第25話:餌場の孤独
初めてのフィールドパーティーは、地獄のような洗礼だった。
「掲示板」で見つけた「タンク急募」の文字に縋るように応募した自分は、その瞬間から冒険者たちの罵声を浴びる対象となった。
「おい、ヌーブ! そんなチンタラ動いてんじゃねえよ!」
背中に食い込む盾が重い。敵の攻撃を引き受けるための「タンク」という役割を、自分はただの「釣り餌」としてしか理解できていなかった。いや、パーティーの連中にとって、自分はまさにそれ以外の何物でもなかったのだ。
「もっと敵をかき集めてこい! 1匹ずつ釣ってどうするんだ、全部まとめて連れてこいと言っただろ!」
怒鳴り声が響く。次々と襲いかかる敵の群れに、足が震える。ダラーが教えてくれた「理論」では、敵のヘイトを維持するのは盾の構え方や位置取りだと理解しているつもりだった。だが、慣れない装備と、何より自分の中にある「人への恐怖」が、正確な動きを阻害する。
盾を打ち鳴らされ、死角から罵倒が飛ぶ。
逃げ場はない。逃げれば彼女が遺した「呪い」から逃げることになる。だから、自分は傷だらけになりながら、無数の敵を引き連れて走る。走る。走る。
「……こんなの意味があるのか?」
夕暮れ時、ボロボロになった身体で討伐報酬の小銭を受け取る。
パーティーの連中は自分を振り返りもせず、次の酒場の計画を立てている。結局、自分がいようがいまいが、彼らは強者だけで回していけるのだ。
(タンクなんて、本当はいらないんじゃないか)
街へ続く帰路、重い盾を引きずりながら、ふとそんな思いが脳裏をよぎる。
ダラーは「誰かから必要とされる」と言ったけれど、現実はどうだ。ただの消耗品。死んでも代わりがいくらでもいる、都合のいい「餌」。

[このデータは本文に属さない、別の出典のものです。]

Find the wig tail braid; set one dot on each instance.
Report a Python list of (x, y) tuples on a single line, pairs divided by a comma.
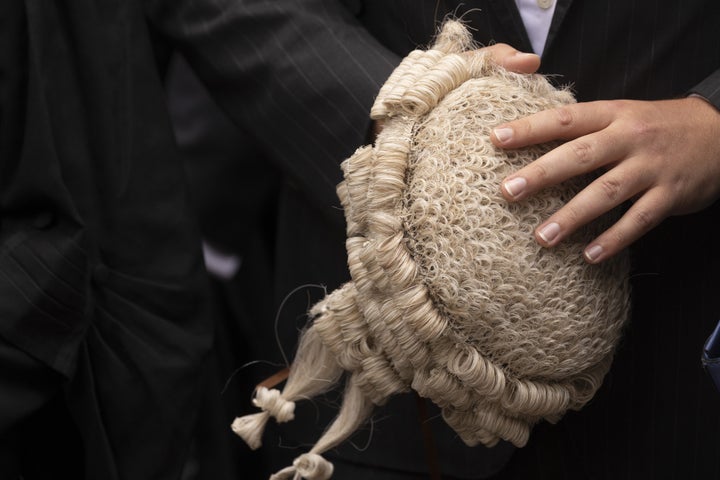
[(314, 371), (355, 410)]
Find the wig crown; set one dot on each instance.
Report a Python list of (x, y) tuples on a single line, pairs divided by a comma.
[(450, 294)]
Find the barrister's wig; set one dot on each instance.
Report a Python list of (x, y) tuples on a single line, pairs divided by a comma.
[(450, 294)]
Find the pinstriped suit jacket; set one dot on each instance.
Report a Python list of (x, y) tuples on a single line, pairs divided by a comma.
[(102, 277)]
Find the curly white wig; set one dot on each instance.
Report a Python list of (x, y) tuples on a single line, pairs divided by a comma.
[(450, 294)]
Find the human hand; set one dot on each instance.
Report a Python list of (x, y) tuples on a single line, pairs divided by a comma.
[(664, 155)]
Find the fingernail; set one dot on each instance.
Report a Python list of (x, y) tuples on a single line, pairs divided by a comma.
[(549, 232), (593, 252), (515, 186), (503, 134)]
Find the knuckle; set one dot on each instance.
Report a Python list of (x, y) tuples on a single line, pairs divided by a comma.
[(541, 172), (644, 219), (582, 151), (565, 116), (611, 188)]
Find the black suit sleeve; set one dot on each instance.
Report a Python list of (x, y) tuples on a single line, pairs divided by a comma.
[(299, 75)]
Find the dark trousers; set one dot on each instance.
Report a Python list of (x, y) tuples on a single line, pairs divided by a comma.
[(37, 438)]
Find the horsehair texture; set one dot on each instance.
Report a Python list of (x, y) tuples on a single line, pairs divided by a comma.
[(450, 294)]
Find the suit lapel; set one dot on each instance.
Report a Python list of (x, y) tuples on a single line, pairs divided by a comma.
[(511, 22)]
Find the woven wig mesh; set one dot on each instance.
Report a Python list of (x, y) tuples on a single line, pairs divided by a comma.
[(450, 294)]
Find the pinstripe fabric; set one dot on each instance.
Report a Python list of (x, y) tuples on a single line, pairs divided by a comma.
[(298, 75), (656, 416)]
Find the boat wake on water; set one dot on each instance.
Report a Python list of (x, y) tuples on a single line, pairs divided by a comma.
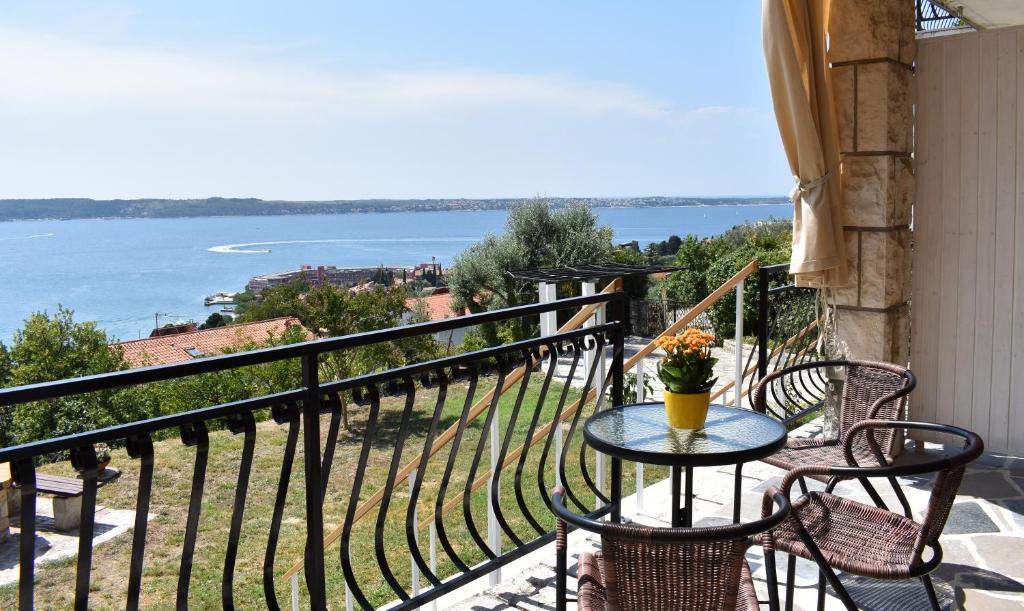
[(252, 247), (29, 236)]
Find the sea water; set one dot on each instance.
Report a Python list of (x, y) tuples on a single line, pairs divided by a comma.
[(122, 272)]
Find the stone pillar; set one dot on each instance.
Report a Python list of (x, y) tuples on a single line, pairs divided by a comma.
[(4, 514), (871, 52)]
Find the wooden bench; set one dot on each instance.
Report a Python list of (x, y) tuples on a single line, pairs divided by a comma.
[(67, 492)]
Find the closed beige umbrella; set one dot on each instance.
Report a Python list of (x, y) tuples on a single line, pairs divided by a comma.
[(794, 36)]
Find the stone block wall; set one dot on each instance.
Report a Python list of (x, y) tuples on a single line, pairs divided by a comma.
[(871, 51)]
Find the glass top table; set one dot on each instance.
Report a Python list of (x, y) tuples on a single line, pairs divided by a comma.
[(641, 433)]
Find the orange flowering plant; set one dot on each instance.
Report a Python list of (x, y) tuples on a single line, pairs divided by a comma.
[(687, 366)]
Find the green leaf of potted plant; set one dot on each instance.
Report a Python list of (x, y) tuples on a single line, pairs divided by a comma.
[(687, 369)]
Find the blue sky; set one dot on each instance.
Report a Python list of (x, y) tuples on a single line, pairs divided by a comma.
[(385, 99)]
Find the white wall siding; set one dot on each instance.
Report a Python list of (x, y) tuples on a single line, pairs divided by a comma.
[(968, 280)]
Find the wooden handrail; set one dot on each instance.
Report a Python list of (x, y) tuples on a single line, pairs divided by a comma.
[(513, 455), (698, 309), (481, 405), (477, 408), (796, 338)]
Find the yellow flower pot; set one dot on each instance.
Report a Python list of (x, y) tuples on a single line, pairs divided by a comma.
[(686, 410)]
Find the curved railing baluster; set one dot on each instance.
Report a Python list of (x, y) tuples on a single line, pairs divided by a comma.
[(244, 424), (379, 551), (507, 365), (369, 435), (193, 435), (334, 406), (563, 398), (25, 475), (556, 421), (84, 459), (446, 477), (411, 525), (467, 495), (580, 347), (287, 413), (139, 447), (496, 475), (521, 465)]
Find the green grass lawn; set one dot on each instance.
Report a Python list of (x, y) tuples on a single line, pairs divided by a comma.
[(172, 479)]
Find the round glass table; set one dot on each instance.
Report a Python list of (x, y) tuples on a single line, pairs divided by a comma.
[(641, 433)]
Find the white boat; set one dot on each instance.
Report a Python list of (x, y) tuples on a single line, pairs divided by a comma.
[(220, 299)]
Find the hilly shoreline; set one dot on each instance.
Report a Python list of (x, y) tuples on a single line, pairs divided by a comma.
[(83, 208)]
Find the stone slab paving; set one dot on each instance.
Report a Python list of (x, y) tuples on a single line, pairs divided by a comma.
[(52, 544), (983, 542)]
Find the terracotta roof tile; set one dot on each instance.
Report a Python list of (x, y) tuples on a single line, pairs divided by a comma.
[(438, 306), (209, 342)]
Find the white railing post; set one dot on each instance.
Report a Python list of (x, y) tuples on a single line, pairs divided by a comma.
[(641, 397), (433, 559), (416, 537), (549, 325), (737, 389), (494, 531), (599, 377)]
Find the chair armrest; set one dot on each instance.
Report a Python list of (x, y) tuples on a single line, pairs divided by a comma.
[(908, 386)]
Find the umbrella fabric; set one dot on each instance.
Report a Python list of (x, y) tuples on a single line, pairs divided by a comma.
[(795, 38)]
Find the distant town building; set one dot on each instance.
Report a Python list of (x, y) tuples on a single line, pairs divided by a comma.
[(315, 276), (173, 330), (164, 349), (438, 307)]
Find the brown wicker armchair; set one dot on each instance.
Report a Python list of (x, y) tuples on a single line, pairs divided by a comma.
[(861, 539), (643, 568), (870, 391)]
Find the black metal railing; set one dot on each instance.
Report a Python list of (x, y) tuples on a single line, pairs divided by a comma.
[(931, 15), (395, 429), (787, 335), (648, 317)]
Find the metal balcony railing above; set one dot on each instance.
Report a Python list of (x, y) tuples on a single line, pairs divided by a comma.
[(444, 481), (932, 15), (453, 483)]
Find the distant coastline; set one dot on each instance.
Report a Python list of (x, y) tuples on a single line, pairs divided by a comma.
[(82, 208)]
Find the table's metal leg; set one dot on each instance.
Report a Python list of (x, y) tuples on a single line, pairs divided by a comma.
[(688, 509), (736, 493), (677, 518), (616, 490)]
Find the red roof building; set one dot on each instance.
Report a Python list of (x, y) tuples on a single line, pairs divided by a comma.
[(209, 342), (438, 305)]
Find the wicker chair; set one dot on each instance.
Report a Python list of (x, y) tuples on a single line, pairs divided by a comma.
[(871, 391), (644, 568), (859, 538)]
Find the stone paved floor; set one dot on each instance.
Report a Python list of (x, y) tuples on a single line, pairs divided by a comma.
[(983, 564), (52, 544)]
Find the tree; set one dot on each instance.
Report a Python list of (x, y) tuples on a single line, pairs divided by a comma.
[(56, 347), (535, 236), (707, 263), (330, 311), (5, 364)]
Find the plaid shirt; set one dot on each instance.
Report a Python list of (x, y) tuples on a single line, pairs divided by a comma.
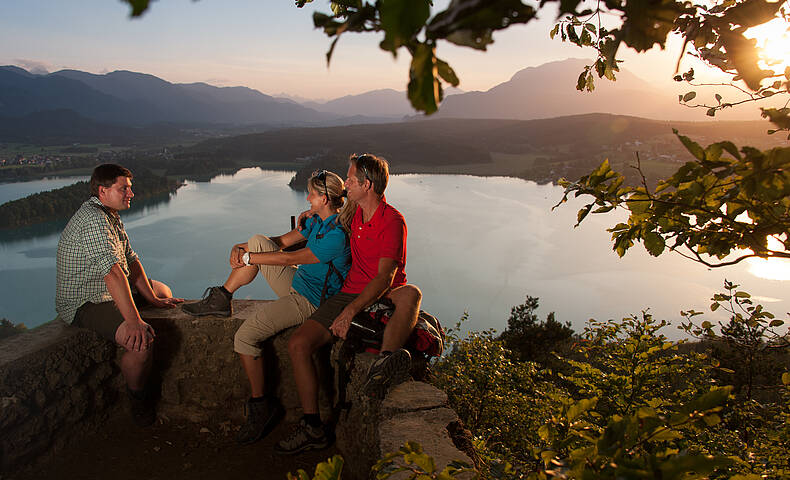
[(93, 241)]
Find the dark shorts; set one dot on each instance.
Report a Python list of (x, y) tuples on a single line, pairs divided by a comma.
[(103, 318), (331, 308)]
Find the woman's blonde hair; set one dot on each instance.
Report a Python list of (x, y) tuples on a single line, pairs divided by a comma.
[(331, 185)]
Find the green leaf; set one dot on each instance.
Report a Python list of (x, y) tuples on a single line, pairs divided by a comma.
[(580, 407), (547, 456), (423, 82), (654, 244)]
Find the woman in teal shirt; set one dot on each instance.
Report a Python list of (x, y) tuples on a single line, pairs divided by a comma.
[(322, 266)]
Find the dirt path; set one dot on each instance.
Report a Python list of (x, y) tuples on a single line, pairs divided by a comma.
[(172, 451)]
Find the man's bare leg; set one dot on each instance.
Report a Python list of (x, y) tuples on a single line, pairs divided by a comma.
[(160, 289), (239, 277), (406, 299), (301, 346), (253, 367)]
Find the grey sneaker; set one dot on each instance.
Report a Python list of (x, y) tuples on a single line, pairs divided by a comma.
[(302, 438), (261, 418), (215, 302), (386, 372)]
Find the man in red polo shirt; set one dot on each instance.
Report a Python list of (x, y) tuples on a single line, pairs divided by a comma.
[(378, 260)]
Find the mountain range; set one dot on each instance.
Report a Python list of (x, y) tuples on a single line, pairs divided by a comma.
[(131, 99)]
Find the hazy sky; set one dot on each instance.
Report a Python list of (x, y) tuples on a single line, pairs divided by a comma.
[(267, 45)]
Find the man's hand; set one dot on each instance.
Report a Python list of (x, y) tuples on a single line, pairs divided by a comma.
[(341, 324), (135, 336), (236, 253), (168, 302)]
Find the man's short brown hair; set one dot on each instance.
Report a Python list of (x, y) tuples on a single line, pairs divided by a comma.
[(373, 168), (105, 174)]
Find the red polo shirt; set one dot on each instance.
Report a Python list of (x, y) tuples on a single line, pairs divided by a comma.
[(384, 236)]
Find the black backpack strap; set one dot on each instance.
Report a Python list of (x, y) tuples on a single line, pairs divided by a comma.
[(329, 272)]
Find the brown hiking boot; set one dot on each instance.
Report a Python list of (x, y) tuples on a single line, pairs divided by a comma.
[(215, 302)]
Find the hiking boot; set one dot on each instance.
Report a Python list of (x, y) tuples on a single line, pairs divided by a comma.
[(215, 302), (303, 437), (386, 372), (142, 408), (261, 418)]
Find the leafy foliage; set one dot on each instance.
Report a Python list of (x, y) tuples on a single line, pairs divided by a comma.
[(533, 340), (63, 202), (723, 202), (498, 398), (331, 469), (749, 342), (416, 464)]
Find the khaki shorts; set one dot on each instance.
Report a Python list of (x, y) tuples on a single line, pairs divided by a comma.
[(331, 308), (290, 310)]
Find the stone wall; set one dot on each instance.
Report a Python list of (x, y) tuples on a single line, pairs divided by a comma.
[(58, 382)]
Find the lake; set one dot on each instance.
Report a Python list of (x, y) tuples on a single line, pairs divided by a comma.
[(475, 245)]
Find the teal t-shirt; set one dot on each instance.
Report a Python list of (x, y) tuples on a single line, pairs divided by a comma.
[(329, 243)]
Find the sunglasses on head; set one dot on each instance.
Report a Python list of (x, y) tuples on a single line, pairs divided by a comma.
[(321, 177)]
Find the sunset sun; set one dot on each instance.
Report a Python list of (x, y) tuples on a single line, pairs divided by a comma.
[(773, 39)]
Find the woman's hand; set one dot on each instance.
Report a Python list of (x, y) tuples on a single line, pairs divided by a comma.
[(236, 253)]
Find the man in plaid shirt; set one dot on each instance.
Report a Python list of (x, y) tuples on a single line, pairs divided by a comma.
[(97, 273)]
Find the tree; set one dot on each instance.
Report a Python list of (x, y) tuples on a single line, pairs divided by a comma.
[(725, 200), (715, 34), (531, 339)]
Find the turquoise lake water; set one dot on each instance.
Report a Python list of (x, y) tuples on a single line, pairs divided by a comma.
[(475, 245)]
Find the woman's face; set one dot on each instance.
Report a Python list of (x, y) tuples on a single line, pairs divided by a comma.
[(315, 199)]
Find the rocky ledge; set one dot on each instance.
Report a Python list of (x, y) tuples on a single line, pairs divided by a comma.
[(59, 382)]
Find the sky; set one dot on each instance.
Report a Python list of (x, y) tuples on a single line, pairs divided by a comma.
[(270, 46)]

彼女の幻影を追って、彼女が望んだ姿を演じているけれど、それは彼女が望んだ「タンク」ではないのかもしれない。
冷えた身体に、昼間淹れたコーヒーの残り香を思い出す。あの温かな味は、もう二度と戻らない。自分は何のために盾を構えているのか。その答えを見失ったまま、今日も孤独な影が街へと消えていく。